Intimacy is a touchy topic for most of us, but it becomes especially tricky in relationships involving PTSD, TBI, and assorted illnesses and injuries.  Some barriers to intimacy may include impotency due to depression, medications, or injury, decreased libido, low testosterone, or on the other side of the spectrum an increased sex drive or “hypersexuality.”   Decreased energy and libido in caregivers due to stress and fatigue from the demands of caregiving, along with health issues associated with caregiving also play a role.   Lack of day to day hugging and kissing and other affection due to isolating behaviors of PTSD, pornography addictions, infidelity (both may be related to seeking an adrenaline rush, or trying to feel “alive”).  Caregivers also report that lack of regular affection make it difficult for them to be sexually intimate with their spouse who feels like a stranger and have related the interactions to feeling as if they are being raped.

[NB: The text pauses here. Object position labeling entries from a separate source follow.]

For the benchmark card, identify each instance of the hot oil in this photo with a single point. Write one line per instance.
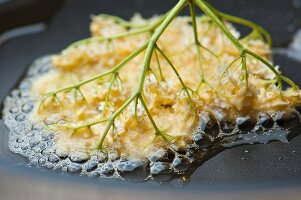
(214, 135)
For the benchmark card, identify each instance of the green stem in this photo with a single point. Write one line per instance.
(176, 72)
(204, 7)
(112, 119)
(242, 21)
(196, 40)
(152, 44)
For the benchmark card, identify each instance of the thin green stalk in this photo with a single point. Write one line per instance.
(113, 117)
(176, 72)
(158, 32)
(196, 40)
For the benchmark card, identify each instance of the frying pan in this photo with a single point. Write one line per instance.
(270, 171)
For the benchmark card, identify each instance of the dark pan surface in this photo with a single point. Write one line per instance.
(276, 164)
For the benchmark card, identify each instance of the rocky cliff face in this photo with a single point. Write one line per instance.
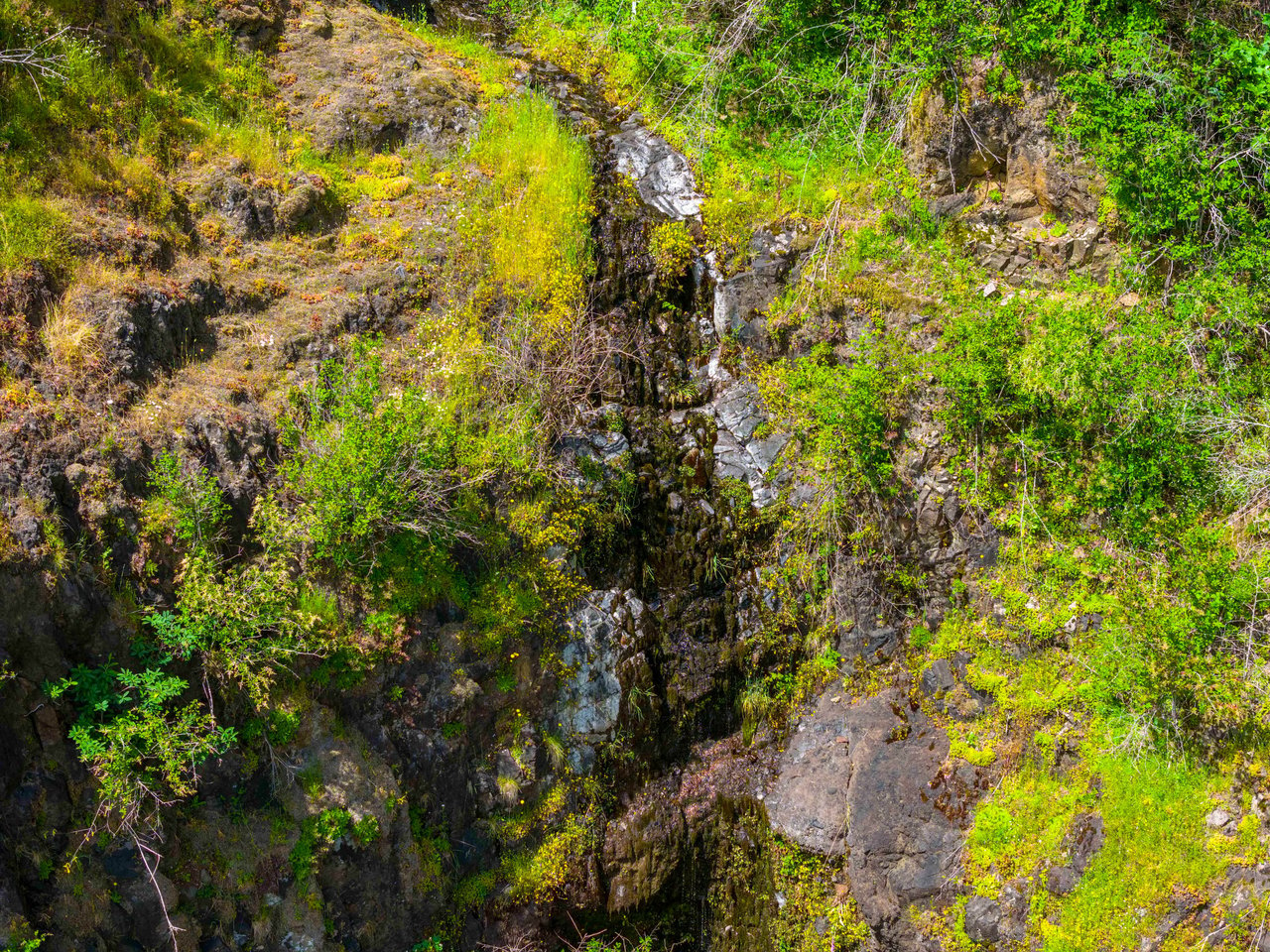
(703, 807)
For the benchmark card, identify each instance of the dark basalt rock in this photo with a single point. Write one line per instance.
(865, 778)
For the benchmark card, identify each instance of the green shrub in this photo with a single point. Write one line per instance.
(139, 740)
(375, 474)
(32, 231)
(189, 499)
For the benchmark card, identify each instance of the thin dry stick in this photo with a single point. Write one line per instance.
(36, 61)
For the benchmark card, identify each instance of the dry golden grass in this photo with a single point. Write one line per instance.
(70, 341)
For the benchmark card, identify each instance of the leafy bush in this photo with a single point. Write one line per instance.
(141, 744)
(841, 413)
(241, 624)
(189, 499)
(32, 231)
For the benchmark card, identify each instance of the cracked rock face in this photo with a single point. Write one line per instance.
(590, 699)
(866, 779)
(662, 176)
(742, 449)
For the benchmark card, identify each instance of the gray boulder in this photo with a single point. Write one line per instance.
(662, 176)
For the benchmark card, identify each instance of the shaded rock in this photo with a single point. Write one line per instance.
(742, 299)
(151, 330)
(810, 800)
(983, 920)
(739, 452)
(589, 701)
(1084, 839)
(871, 644)
(356, 80)
(865, 778)
(27, 293)
(643, 851)
(1062, 880)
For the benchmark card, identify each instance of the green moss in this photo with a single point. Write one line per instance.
(1153, 814)
(32, 231)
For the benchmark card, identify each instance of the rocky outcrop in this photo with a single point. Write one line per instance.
(740, 301)
(393, 91)
(1033, 206)
(151, 330)
(867, 778)
(662, 176)
(603, 629)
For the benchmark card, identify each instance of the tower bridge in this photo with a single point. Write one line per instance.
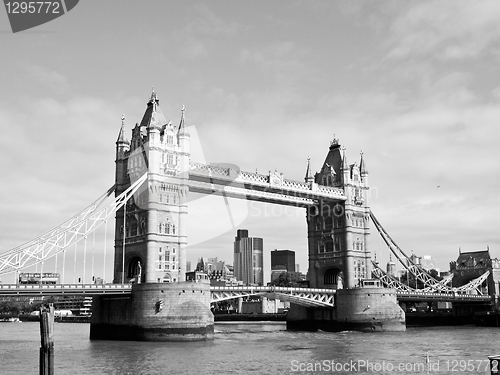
(154, 176)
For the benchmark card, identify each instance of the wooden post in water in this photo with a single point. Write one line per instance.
(47, 336)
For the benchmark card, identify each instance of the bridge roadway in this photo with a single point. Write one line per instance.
(314, 297)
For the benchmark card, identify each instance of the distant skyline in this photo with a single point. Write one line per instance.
(414, 85)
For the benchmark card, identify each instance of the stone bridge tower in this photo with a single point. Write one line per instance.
(154, 222)
(338, 231)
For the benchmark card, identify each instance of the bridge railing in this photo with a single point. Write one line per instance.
(270, 289)
(47, 289)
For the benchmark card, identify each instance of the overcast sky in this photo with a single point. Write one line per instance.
(415, 85)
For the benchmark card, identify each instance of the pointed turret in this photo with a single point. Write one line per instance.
(345, 164)
(182, 125)
(121, 135)
(362, 166)
(153, 117)
(309, 178)
(122, 144)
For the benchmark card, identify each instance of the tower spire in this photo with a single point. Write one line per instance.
(121, 135)
(309, 177)
(345, 165)
(182, 125)
(362, 166)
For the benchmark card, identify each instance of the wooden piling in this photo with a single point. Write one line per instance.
(47, 338)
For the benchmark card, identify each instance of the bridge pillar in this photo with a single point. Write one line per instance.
(358, 309)
(155, 312)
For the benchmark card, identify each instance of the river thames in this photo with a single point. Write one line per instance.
(256, 348)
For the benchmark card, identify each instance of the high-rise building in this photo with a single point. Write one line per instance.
(391, 267)
(248, 258)
(282, 261)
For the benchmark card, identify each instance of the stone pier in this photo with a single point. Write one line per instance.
(155, 312)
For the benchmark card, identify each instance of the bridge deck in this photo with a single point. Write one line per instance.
(97, 289)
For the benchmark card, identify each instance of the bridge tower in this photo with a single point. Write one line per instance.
(154, 223)
(150, 241)
(338, 231)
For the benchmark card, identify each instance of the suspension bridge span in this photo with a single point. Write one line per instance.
(153, 177)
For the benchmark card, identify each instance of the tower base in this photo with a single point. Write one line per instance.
(360, 309)
(154, 312)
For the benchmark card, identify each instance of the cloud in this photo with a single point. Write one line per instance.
(50, 78)
(447, 30)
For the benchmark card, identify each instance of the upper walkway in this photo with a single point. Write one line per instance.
(271, 187)
(312, 297)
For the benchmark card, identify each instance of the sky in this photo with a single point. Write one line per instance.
(414, 85)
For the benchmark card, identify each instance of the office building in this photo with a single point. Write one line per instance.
(248, 258)
(282, 261)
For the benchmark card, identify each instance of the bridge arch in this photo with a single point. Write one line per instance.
(333, 278)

So it’s no small thing when an intimate moment arises in our house.  In fact, it’s something that only occurs every 9-12 months and is normally an isolated event.  The other night my husband pulled me close and whispered that he loved me and missed me.  At first, I was hesitant. “Just lie close to me.  Hold my hand.”  My heart and my head struggled to catch up.  In his eyes I saw HIM and in his voice I heard HIM.  This man next to me was my husband—the one I remember from the years before war ravaged his body and mind.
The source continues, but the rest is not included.